One of latest reviews in the July 2005, British Medical Journal, by Moncrieff & Kirsch, states in part: (1) Recent meta-analyses show [SSRIs] have no clinically meaningful advantage over placebo; (2) Methodological artefacts may account for the small degree of superiority over placebo; and (3) Given doubt about their benefits and concern about their risks, current recommendations for prescribing antidepressants should be reconsidered.
Infant SSRI Withdrawal Syndrome
The fact that SSRIs can be extremely difficult to quit due to debilitating withdrawal reactions also adds to the dilemma that women face if they become pregnant. "A lot of these medicines are associated with withdrawal syndromes, which can be very problematic for many patients, so stopping is something that needs to be monitored carefully by your doctor," Sandra Kweder, MD, deputy director of the FDA's Office of New Drugs, states in a March/April 2006 update about the risks of Paxil use by pregnant women on the FDA's Web site.

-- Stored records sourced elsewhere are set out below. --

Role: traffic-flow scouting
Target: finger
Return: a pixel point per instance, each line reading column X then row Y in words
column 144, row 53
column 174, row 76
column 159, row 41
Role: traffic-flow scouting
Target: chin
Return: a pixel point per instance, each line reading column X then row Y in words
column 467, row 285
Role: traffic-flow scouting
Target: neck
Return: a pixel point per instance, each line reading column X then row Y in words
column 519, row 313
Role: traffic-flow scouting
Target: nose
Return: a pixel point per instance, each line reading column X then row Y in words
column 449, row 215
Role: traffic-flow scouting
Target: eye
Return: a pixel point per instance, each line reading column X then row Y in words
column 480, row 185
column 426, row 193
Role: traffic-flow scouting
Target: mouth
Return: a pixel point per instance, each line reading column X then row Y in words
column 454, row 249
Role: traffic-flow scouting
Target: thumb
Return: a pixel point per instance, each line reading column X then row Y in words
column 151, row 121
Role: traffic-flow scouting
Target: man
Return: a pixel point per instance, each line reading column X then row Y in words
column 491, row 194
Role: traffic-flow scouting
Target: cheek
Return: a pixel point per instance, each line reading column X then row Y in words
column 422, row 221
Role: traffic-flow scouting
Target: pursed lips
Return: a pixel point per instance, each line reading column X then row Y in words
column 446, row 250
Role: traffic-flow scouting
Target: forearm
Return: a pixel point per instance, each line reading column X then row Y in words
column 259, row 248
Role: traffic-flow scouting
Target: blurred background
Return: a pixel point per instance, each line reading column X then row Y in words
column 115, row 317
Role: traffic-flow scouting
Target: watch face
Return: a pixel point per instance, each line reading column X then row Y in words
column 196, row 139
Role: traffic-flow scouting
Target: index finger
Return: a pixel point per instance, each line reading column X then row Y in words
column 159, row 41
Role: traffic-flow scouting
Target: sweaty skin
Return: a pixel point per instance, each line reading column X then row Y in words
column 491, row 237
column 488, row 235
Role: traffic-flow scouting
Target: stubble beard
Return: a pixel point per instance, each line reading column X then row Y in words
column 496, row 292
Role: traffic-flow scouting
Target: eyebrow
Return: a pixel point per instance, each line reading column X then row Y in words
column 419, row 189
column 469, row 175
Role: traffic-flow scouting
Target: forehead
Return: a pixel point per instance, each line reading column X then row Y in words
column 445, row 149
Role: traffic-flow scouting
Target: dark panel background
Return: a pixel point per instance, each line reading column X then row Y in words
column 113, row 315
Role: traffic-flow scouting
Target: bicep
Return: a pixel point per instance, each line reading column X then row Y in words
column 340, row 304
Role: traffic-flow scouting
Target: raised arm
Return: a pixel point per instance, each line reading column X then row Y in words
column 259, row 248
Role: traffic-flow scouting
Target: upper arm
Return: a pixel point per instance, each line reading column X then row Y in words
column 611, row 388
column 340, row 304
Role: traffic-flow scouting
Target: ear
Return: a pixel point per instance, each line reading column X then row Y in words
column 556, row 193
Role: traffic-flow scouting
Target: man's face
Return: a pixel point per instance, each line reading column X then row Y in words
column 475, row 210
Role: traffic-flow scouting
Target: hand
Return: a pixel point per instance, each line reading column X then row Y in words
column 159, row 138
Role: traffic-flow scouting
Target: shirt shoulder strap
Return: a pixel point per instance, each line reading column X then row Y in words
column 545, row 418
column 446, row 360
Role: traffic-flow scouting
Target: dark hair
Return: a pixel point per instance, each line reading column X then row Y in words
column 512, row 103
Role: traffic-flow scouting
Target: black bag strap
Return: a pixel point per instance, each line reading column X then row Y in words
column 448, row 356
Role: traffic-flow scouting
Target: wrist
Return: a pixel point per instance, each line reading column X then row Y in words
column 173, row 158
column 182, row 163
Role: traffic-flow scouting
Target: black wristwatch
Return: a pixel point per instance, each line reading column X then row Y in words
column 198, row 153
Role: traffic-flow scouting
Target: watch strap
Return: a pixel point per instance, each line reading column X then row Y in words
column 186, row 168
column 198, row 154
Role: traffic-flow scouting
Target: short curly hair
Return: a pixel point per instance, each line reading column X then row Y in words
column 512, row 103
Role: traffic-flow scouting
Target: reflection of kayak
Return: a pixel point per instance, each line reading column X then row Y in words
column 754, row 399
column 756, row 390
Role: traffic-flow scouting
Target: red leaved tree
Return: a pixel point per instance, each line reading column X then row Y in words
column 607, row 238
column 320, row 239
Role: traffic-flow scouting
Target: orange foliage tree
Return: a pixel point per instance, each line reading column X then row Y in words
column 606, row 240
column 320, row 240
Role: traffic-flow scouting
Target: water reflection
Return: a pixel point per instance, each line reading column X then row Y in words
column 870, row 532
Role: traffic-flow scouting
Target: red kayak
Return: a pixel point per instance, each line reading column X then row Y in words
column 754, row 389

But on the other hand, staying on the SSRI places infants at risk. A February 2006, study in the Archives of Pediatrics & Adolescent Medicine reported that nearly one-third of babies born to mothers taking SSRIs showed severe symptoms of withdrawal, including high-pitched crying, tremors, gastrointestinal problems and disturbed sleep patterns.
Other Birth Defects
Over the past several years, in addition to heart defects, a variety of birth defects have been found to be associated with Paxil and the other SSRIs. A 2005 study in Teratology Society Abstracts, found that women who took Paxil were more likely to have an infant with omphalocele, a malformation where the abdominal contents protrude into the base of the umbilical cord, and craniosynostosis, an early closing of one or more of the sutures of an infant's head, causing a malformation of the skull.